From school halls to police department: She started her new career trajectory as a hall monitor in the York City School District — which she still credits with being the best job she ever had. Lowe was recommended for the job thanks to Michael Muldrow, then chief of the district’s police department and now the York City Police commissioner, who has known Lowe since she was 14.

As a hall monitor, Lowe met many children who reminded her of herself as a child.

"I say to them what I wanted somebody to say to me: 'Are you OK?'" she recalled. "I was giving them the resources I never had. The person that I needed is the person I gave to these kids."

The 1,500 children Lowe worked with in the role saved that frightened, homeless girl deep down inside of her.

From there, Lowe became a basketball coach, then a mentor, then a teacher's aide — then she returned to school. Just two weeks ago, she submitted her final assignment to receive a bachelor's degree in education from Grand Canyon University.

Tiff Lowe poses for a photo on Monday, May 1, 2023. Tina Locurto photo

Now, Lowe works with the York City Police Department as the head of the Group Violence Intervention project. The program aims to address gun violence by reaching chronic offenders involved in group criminal activity.

She works alongside credible messenger Jess Nieves and assistant project manager Kiuanna Henderson. Nieves' role is a vital one in the community, as she responds to every shooting in York City.

"We collaborate with WellSpan and have access to enter the hospital so that we can be with the victim and their families," Lowe explained. "We offer support and resources while also pleading that there will be no retaliation."

Nieves has known Lowe for decades. The pair worked together as hall monitors in the York City School District for eight years. Nieves said she views Lowe as one of her sisters, not just a co-worker.

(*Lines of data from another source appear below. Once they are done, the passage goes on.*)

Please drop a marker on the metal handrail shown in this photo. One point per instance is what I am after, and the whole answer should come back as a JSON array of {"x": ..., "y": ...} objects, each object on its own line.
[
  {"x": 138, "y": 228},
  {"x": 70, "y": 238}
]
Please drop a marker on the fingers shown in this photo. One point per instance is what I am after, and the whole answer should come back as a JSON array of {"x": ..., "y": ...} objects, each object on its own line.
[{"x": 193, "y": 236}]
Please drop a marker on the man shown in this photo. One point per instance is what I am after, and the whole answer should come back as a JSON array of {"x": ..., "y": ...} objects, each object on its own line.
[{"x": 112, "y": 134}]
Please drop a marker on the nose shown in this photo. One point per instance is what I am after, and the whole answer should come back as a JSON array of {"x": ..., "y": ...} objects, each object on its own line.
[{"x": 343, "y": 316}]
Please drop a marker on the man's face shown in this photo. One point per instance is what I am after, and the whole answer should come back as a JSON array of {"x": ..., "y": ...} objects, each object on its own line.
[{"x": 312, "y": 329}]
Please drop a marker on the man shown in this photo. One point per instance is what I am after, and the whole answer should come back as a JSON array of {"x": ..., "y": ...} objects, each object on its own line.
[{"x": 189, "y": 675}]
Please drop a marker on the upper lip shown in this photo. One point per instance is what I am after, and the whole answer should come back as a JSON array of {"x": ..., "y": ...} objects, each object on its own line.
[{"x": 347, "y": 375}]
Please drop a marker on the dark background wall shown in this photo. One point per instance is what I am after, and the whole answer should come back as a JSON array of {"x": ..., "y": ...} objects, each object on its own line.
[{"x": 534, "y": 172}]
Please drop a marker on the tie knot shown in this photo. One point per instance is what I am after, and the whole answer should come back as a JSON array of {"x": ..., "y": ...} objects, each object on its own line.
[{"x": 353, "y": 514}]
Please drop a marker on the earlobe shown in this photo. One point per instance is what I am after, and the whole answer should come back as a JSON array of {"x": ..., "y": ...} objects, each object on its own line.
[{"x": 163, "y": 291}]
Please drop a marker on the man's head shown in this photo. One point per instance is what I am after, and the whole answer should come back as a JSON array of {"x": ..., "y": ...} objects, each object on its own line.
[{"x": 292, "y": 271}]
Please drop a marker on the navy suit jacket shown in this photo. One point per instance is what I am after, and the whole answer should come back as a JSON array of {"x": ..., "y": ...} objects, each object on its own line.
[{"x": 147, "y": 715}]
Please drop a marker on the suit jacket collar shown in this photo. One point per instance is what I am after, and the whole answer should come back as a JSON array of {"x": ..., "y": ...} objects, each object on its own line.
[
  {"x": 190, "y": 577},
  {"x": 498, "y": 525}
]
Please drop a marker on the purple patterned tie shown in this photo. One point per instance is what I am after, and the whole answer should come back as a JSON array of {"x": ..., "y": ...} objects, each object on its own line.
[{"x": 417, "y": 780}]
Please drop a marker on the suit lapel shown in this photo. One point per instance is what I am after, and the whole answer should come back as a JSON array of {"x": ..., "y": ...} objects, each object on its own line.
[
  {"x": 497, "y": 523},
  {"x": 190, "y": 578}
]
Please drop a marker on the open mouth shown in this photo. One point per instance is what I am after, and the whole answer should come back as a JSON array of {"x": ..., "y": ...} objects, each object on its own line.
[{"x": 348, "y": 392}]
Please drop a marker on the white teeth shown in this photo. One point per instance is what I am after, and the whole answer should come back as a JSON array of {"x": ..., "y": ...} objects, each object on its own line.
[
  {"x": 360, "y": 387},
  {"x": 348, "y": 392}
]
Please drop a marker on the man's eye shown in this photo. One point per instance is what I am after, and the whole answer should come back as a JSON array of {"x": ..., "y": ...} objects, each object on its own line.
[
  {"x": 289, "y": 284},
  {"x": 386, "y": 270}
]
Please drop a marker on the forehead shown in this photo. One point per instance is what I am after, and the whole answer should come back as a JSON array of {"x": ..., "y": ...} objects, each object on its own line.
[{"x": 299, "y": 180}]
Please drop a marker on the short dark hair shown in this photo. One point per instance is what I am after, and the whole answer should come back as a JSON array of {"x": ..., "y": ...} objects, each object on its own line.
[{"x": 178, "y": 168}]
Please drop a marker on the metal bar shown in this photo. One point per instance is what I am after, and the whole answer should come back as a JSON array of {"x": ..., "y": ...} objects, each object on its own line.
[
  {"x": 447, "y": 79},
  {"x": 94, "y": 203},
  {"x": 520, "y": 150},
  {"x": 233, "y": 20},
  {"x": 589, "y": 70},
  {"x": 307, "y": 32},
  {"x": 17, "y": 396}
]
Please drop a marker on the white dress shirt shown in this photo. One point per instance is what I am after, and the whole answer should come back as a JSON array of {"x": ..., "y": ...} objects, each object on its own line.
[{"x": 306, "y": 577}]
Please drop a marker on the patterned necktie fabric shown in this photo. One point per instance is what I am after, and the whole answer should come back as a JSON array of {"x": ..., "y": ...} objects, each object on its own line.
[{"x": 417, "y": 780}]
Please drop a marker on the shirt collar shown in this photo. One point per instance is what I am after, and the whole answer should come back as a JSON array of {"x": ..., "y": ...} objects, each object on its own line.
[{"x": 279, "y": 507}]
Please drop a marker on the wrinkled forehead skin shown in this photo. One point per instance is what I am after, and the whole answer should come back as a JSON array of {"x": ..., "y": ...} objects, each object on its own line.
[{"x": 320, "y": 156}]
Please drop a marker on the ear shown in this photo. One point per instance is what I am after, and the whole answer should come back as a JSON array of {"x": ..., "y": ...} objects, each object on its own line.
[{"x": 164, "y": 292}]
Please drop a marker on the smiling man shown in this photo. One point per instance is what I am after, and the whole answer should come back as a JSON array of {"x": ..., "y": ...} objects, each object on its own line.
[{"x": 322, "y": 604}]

From left to right: Kiuana Henderson, Tiff Lowe and Jess Nieves.

"If you're not about the betterment of our community, I'll let you know," Nieves said. "And that's why I love Tiff so much, because her heart is fully invested. It's about our kids and their success."

Just last week, Lowe sat down in the comfort of her Manhattan hotel overlooking One World Trade Center.

She said she never could have imagined her life the way it is now.

"I thought I was going to be dead or in jail," Lowe said. "But I'm now the person who I wanted to be."